The second method is Cell Based Association (CBA) [3]. It is based on the meshing of the area of study into regular cells and the identification, in each cell, of the association of values of all variables in terms of presence (1) or absence (0). From this dataset, one could choose from two different ways to identify prospective areas: 1. one that uses Hierarchical Ascending Classification (HAC) in order to sort associations found in the cells, then to identify those associated with the targeted commodity, in order to seek them within the whole area of study; 2. one that calculates a ranking from associations found in the learning set, in order to measure similarity of each cell to this set. Several ways of ranking calculation are possible, either based on frequency of occurrence of each parameter (similarly to DBQ) in cells of the learning set, or based on the count of associations from the learning set in all cells of the area of study. This second approach allows for differentiated scores on the prospective cells.
A benefit of the CBA method it that it does not depend on the accuracy in positioning points and polygon contours, that therefore minimizes the impact of mapping uncertainties.

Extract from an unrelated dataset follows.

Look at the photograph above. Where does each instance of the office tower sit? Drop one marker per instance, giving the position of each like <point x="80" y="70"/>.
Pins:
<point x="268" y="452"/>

Both methods have been applied at various scales yielding promising prospective results.
References:
[1] Carranza, E.J.M., 2011. Geocomputation of mineral exploration targets. Computers & Geosciences 37, pp. 1907-1916.
[2] Cassard D., Bertrand G., Billa M., Serrano J.J., Tourliere B., Angel J.M., Gaál G. (2015). ProMine Mineral Databases: New Tools to Assess Primary and Secondary Mineral Resources in Europe. In P. Weihed (ed.), 3D, 4D and Predictive Modelling of Major Mineral Belts in Europe, Mineral Resource Reviews, Springer (Publ.)
[3] Tourlière,B., Pakyuz-Charrier, E., Cassard, D., Barbanson, L.,, Gumiaux, C., (2015) Cell Based Associations: A procedure for considering scarce and mixed mineral occurrences in predictive mapping. Computers and Geosciences, Elsevier, 78,.53-62.